3.2 Calculate the difference in the window (max_ratio)

Subqueries are involved. Run a query statement to calculate the change ratio between the maximum value or the minimum value and the average value from the preceding result. In this example, the change ratio between the maximum value and the average value is calculated, for example, 1.02. You can set the alert rule as max_ratio > 1.5, indicating that an alert will be sent when the ratio of change exceeds 50%.

 * | select max(inflow)/avg(inflow) as max_ratio from (select sum(inflow)/(max(__time__)-min(__time__)) as inflow , __time__-__time__%60  as window_time from log group by window_time order by window_time limit 15) 
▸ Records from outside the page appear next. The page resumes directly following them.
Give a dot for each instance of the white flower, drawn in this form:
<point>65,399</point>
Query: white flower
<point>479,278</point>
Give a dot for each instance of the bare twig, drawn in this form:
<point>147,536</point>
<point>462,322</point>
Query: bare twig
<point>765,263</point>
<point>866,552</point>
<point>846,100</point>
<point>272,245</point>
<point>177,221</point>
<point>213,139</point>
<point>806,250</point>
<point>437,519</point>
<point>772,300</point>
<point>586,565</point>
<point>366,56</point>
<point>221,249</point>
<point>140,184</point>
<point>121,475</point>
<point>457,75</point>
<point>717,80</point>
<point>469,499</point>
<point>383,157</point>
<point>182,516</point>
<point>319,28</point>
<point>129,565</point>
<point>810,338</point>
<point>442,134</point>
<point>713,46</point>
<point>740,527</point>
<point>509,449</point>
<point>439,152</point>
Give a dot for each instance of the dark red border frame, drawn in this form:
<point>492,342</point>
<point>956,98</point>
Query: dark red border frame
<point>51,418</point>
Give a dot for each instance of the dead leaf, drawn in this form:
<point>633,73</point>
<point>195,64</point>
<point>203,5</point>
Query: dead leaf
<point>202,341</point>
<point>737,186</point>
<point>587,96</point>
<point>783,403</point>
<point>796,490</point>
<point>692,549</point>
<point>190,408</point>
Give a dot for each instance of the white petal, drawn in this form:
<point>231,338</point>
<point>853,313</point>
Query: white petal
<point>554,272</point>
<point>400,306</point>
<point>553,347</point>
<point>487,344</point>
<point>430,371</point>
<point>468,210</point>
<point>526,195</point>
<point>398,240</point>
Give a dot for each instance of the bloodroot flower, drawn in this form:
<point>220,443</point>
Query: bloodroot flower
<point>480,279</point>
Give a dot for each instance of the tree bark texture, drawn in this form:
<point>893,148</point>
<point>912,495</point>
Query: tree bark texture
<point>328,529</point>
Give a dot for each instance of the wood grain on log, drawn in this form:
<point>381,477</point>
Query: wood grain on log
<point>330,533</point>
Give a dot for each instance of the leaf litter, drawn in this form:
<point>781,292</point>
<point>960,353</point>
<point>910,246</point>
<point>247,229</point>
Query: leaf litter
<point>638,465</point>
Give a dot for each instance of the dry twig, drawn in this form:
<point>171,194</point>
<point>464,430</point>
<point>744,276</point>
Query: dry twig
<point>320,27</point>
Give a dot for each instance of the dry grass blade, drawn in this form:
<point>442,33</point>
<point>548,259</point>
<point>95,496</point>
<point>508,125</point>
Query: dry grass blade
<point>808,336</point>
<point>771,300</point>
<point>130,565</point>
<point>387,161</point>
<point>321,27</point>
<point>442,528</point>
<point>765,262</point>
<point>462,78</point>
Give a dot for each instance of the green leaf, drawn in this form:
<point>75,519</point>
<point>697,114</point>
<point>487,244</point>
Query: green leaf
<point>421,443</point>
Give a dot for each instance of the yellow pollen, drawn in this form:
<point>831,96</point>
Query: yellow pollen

3.3 Calculate the difference in the window (latest_ratio)

In some scenarios, more attention is paid to the fluctuation of the latest value (whether the value is recovered). You can use the max_by function to get the inbound traffic size of the latest window (specified by windows_time). Then, you can calculate the change ratio between the latest value and the average value, for example, 0.97.

 * | select max_by(inflow, window_time)/1.0/avg(inflow) as lastest_ratio from (select sum(inflow)/(max(__time__)-min(__time__)) as inflow , __time__-__time__%60  as window_time from log group by window_time order by window_time limit 15) 
Note The calculation result of the max_by function is of the character type, which must be converted to the numeric type. To calculate the relative ratio of changes, you can replace it with 1.0-max_by(inflow, window_time)/1.0/avg(inflow)) as lastest_ratio.

3.4 Calculate the difference in the window which indicates the fluctuation ratio, namely, the change ratio between the current value and the previous value

Another method for calculating the fluctuation ratio is the first derivative in mathematics, namely, the change ratio between the value of the current window and the value of the previous window.

Use the window function (lag) for calculation. Extract the current inbound traffic and the inbound traffic of the previous window to calculate the difference by using lag(inflow, 1, inflow)over() and divide the calculated difference value by the current value to get the change ratio.

 * | select (inflow- lag(inflow, 1, inflow)over() )*1.0/inflow as diff, from_unixtime(window_time) from (select sum(inflow)/(max(__time__)-min(__time__)) as inflow , __time__-__time__%60  as window_time from log group by window_time order by window_time limit 15) 

In this example, a relatively major decrease occurs in traffic at 11:39, with a change ratio of over 40%.

To define an absolute change ratio, you can use the abs function (absolute value) to unify the calculation result.

Summary

The query and analysis features of Log Service follow the SQL-92 standard and support various mathematical statistics and computing methods. Anyone who can use SQL can perform fast analysis. Have a try!